Japanese baseball player (born 1983)

Satoshi Fukuda (福田 聡志, Fukuda Satoshi) is a Japanese former professional baseball pitcher. He played in Nippon Professional Baseball (NPB) for the Yomiuri Giants from 2006 to 2015.

== Baseball career ==
Fukuda debuted for the Yomiuri Giants in 2006, and played for the team until his dismissal in 2015 as the result of a betting scandal.

=== Scandal ===
In October, 2015, Fukuda was named as a result of an investigation conducted by the Giants into illegal betting on professional and high school baseball games by its players.

On 9 November 2015, the Giants organization terminated Fukuda's contract, along with fellow pitchers Shoki Kasahara and Ryuya Matsumoto.

On 10 November the NPB league commissioner penalized the three players with a World Baseball Softball Confederation-wide indefinite disqualification. Under league rules, Fukuda will be able to apply for readmission to any WBSC-sanctioned league after five years if he satisfies the commissioner that he is remorseful for his actions.

The disqualification extends to all leagues recognised by the global governing body of baseball, the World Baseball Softball Confederation.
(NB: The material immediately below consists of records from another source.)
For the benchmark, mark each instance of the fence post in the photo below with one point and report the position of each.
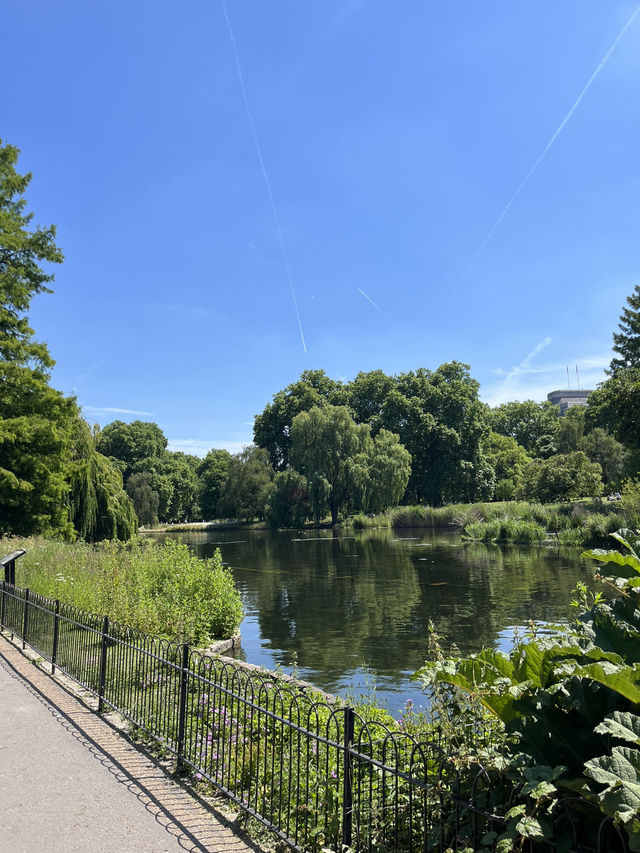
(347, 790)
(103, 662)
(183, 704)
(25, 617)
(56, 626)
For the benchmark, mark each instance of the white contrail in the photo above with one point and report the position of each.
(267, 182)
(545, 151)
(377, 307)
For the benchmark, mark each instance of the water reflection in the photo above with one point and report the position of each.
(348, 609)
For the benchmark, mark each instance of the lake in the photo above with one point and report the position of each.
(349, 611)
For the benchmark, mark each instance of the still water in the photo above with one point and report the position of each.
(349, 612)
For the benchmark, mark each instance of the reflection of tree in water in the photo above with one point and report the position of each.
(340, 601)
(487, 588)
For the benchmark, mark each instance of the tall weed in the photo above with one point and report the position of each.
(159, 588)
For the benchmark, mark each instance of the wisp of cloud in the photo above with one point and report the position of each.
(377, 307)
(546, 149)
(263, 168)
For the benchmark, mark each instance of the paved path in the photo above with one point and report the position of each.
(70, 783)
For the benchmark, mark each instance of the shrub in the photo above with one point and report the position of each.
(159, 588)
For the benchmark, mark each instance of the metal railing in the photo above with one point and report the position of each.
(318, 775)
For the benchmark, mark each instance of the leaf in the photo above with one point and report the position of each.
(529, 827)
(621, 725)
(623, 681)
(516, 811)
(620, 771)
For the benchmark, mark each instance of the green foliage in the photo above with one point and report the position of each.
(436, 415)
(161, 589)
(329, 448)
(566, 703)
(626, 342)
(509, 461)
(289, 500)
(614, 406)
(506, 530)
(212, 474)
(345, 467)
(36, 422)
(561, 477)
(272, 428)
(527, 422)
(630, 501)
(131, 442)
(22, 251)
(610, 454)
(145, 501)
(441, 422)
(36, 433)
(99, 507)
(248, 485)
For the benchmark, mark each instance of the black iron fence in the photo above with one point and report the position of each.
(317, 774)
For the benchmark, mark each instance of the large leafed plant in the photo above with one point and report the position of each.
(570, 706)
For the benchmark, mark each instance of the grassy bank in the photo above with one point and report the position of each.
(583, 523)
(159, 588)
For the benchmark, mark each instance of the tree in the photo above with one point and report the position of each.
(626, 342)
(570, 430)
(614, 406)
(248, 485)
(288, 504)
(366, 395)
(36, 421)
(173, 478)
(145, 501)
(612, 457)
(561, 477)
(212, 474)
(36, 436)
(441, 422)
(388, 472)
(528, 422)
(99, 507)
(272, 428)
(509, 461)
(131, 443)
(325, 444)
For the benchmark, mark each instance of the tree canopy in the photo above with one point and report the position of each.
(51, 478)
(626, 342)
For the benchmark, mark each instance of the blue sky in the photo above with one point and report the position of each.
(313, 187)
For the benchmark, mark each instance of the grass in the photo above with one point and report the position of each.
(159, 588)
(585, 523)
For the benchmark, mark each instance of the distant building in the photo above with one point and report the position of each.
(567, 399)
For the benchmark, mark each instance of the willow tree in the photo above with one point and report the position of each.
(99, 507)
(347, 469)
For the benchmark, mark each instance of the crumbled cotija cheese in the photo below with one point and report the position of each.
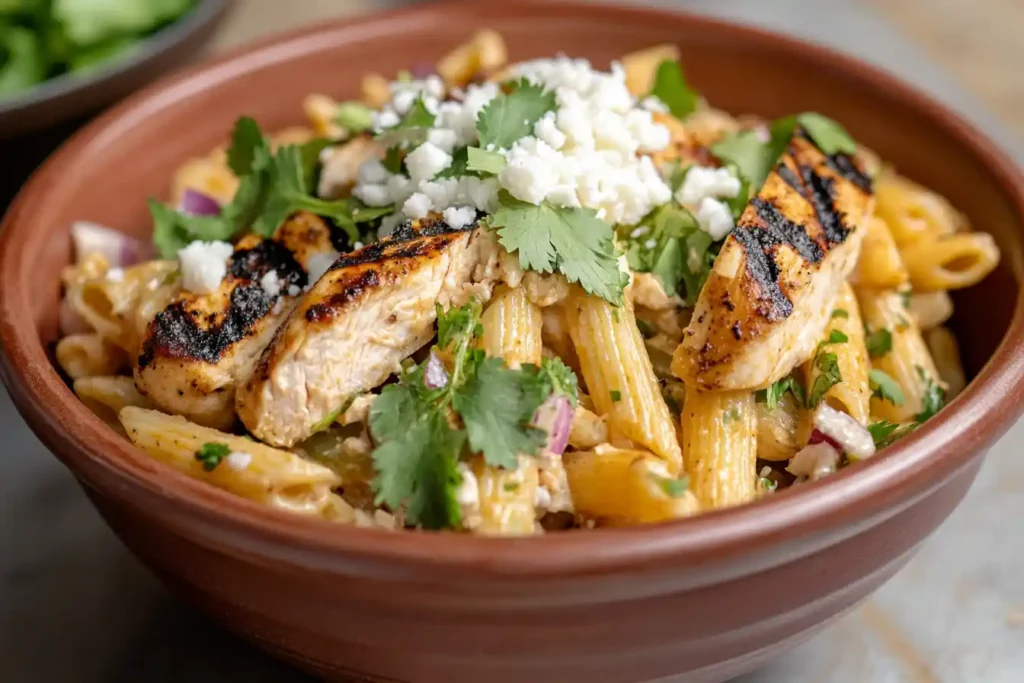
(204, 265)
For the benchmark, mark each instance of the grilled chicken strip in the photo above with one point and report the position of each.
(766, 302)
(372, 309)
(199, 348)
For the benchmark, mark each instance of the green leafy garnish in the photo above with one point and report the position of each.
(879, 342)
(210, 455)
(672, 487)
(482, 161)
(671, 87)
(885, 387)
(422, 433)
(933, 399)
(511, 116)
(573, 242)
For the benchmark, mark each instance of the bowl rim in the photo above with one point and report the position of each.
(872, 491)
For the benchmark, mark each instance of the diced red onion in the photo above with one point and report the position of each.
(814, 461)
(421, 70)
(71, 322)
(555, 417)
(119, 249)
(196, 203)
(847, 434)
(434, 373)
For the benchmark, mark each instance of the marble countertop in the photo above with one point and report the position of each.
(76, 606)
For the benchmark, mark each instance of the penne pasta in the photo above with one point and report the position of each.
(89, 355)
(620, 376)
(266, 475)
(720, 446)
(880, 264)
(930, 309)
(908, 363)
(952, 262)
(945, 352)
(844, 337)
(626, 486)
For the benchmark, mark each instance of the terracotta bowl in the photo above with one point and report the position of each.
(696, 600)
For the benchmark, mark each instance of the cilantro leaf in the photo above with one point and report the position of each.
(210, 455)
(885, 387)
(671, 87)
(482, 161)
(573, 242)
(510, 117)
(829, 136)
(879, 342)
(496, 403)
(933, 399)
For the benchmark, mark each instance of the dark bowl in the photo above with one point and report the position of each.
(700, 599)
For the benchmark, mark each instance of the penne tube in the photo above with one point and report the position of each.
(512, 328)
(777, 430)
(255, 471)
(880, 265)
(945, 352)
(931, 309)
(844, 337)
(952, 262)
(89, 355)
(620, 375)
(908, 364)
(641, 66)
(720, 446)
(626, 486)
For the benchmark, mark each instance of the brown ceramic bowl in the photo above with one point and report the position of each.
(696, 600)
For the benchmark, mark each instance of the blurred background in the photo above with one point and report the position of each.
(76, 606)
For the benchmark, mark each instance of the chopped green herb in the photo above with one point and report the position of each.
(933, 399)
(510, 117)
(671, 87)
(573, 242)
(885, 387)
(482, 161)
(879, 342)
(210, 455)
(672, 487)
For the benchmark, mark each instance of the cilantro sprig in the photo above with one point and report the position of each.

Such recognised leagues include MLB (North America), KBO (Korea), CPBL (Taiwan), HH (NED), DHB (Spain), and Serie A Baseball (Italy). The players avoided permanent disqualification because the investigation found no evidence that they were involved in fixing matches.

The Giants were also fined ¥10 million over the incident and the team's representative at the NPB, Atsushi Harasawa, resigned to take responsibility.